Une trentaine de nouvelles ouvertures d'ici à la fin de l'année qui s'ajoute aux 104 magasins, un chiffre d'affaires de plus de 52,6 ME, en hausse de 20 % par rapport à 2005 : Domino's Pizza France bouscule le petit monde de la livraison. La reprise du réseau, en juillet 2006, Domino's Australie Nouvelle-Zélande et Australie, laissait présager cette offensive. Celle-ci a bien lieu, et à grande échelle.
Ayant fait fortune avec Domino's Pizza en Nouvelle-Zélande et en Australie, l'équipe de Don Mei - un dynamique Australien au physique de rugbyman - compte bien en faire autant en France, en Hollande et en Belgique, où ils ont également pris le contrôle du réseau Domino's. Il ne manque pas de moyens, le groupe DPanz, possède quelque 422 magasins en Australie et Nouvelle-Zélande, emploie quelque 11 000 employés, et est coté en Bourse depuis 2005. Don Mei s'est d'ailleurs engagé par contrat à investir 10 ME lors du rachat de la master franchise française, hollandaise et belge ! Il fixe la barre très haut : à terme, 1 000 magasins Domino's Pizza sur ces 3 marchés.  

Faire la différence
C'est donc bien la place de leader que les repreneurs revendiquent en France, et sont en train de montrer leur force après un court round d'observation sur ce 'french market' qui ne paraît pas décoller depuis des années. Pas autant, en tout cas, qu'en Grande-Bretagne, par exemple. Et avec parfois des déceptions spectaculaires comme le quasi-désengagement en livraisons de Pizza Hut, qui vient de revoir toute sa stratégie dans l'Hexagone. Toutes les autres enseignes sont pourtant loin d'avoir, comme Pizza Hut ou Domino's Pizza, une stature internationale. C'est encore, en fait, des réseaux modestes (Speed Rabbit, La Boîte à Pizza, Pizza Sprint, etc.) qui, en France, se disputent avec les indépendants les emplacements dans les villes.

Campagne choc
L'heure est donc à un changement de braquet pour le géant Domino's Pizza, qui revendique 8 000 boutiques dans le monde.
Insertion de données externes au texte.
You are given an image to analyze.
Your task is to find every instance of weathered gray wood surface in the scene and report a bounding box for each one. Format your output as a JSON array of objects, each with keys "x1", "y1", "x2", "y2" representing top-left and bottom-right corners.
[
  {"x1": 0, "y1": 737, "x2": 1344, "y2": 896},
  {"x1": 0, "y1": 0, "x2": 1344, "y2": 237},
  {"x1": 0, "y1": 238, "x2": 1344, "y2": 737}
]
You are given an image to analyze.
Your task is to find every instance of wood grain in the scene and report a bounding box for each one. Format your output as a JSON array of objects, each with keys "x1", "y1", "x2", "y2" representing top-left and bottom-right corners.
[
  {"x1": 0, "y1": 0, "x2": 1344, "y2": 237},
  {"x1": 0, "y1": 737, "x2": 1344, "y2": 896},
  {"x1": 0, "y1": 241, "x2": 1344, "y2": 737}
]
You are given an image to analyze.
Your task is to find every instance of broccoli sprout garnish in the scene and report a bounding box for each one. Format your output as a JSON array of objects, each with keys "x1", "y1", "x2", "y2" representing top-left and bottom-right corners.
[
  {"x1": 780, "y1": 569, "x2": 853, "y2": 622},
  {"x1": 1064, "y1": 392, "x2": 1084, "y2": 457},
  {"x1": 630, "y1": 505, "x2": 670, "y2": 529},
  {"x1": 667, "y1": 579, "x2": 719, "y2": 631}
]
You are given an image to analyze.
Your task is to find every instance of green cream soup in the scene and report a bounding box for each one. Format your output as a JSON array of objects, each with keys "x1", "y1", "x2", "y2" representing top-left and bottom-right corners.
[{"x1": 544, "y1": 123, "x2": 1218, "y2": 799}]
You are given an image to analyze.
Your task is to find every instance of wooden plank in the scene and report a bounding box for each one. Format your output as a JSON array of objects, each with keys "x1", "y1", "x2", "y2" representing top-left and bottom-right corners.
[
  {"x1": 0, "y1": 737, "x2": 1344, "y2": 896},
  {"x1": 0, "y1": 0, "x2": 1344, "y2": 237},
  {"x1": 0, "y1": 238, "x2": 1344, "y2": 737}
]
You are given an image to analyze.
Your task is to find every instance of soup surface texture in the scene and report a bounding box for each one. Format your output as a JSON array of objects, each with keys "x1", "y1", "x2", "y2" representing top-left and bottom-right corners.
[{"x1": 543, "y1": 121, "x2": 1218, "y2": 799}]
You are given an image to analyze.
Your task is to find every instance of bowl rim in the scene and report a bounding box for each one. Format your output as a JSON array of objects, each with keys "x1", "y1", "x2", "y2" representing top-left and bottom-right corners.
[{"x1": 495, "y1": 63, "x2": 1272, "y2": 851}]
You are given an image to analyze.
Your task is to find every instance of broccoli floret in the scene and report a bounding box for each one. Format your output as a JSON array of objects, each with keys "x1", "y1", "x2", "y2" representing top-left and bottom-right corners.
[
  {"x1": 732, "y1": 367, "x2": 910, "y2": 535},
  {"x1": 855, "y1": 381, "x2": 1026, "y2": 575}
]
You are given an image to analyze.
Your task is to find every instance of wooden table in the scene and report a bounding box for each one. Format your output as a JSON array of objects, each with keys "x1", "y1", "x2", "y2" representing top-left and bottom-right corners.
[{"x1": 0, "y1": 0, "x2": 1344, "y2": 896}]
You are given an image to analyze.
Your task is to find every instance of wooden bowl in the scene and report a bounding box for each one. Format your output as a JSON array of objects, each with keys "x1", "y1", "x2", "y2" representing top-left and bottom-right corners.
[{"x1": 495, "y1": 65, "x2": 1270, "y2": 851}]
Et l'offensive en France commence fort : reprises et ouvertures de nouveaux magasins, au rythme d'une trentaine par an, doublées d'une campagne choc visant en priorité les 15-24 ans. Les pizzas de Domino's se sont transformées en femmes très sexy, et c'est ainsi que l'on entend Margherita, Extravaganzza, la Reine ou la 4 fromages, roucouler sur les ondes et lancer ce message : "Appelle-moi, je peux être chez toi dans 30 mn."
"Il fallait se différencier et marquer les esprits sur un marché fortement banalisé", détaille Bertrand Bellanger, directeur de l'agence Les Aiguilleurs, qui a imaginé cette campagne relayée par un journal diffusé à 10 millions d'exemplaires, des milliers d'affiches, des badges et un jeu pour élire les 'Pizzadentielles'. Apparemment, ce ton décalé et osé passe, et les ventes grimpent. Pour les nouveaux patrons de Domino's Pizza France, les objectifs de cette opération séduction sont clairs : ils entendent devenir "la marque préférée des Français", se faire connaître des 15-24 ans "qui constituent un potentiel important" et changer "les standards de ce marché" qu'ils jugent "très conservateur".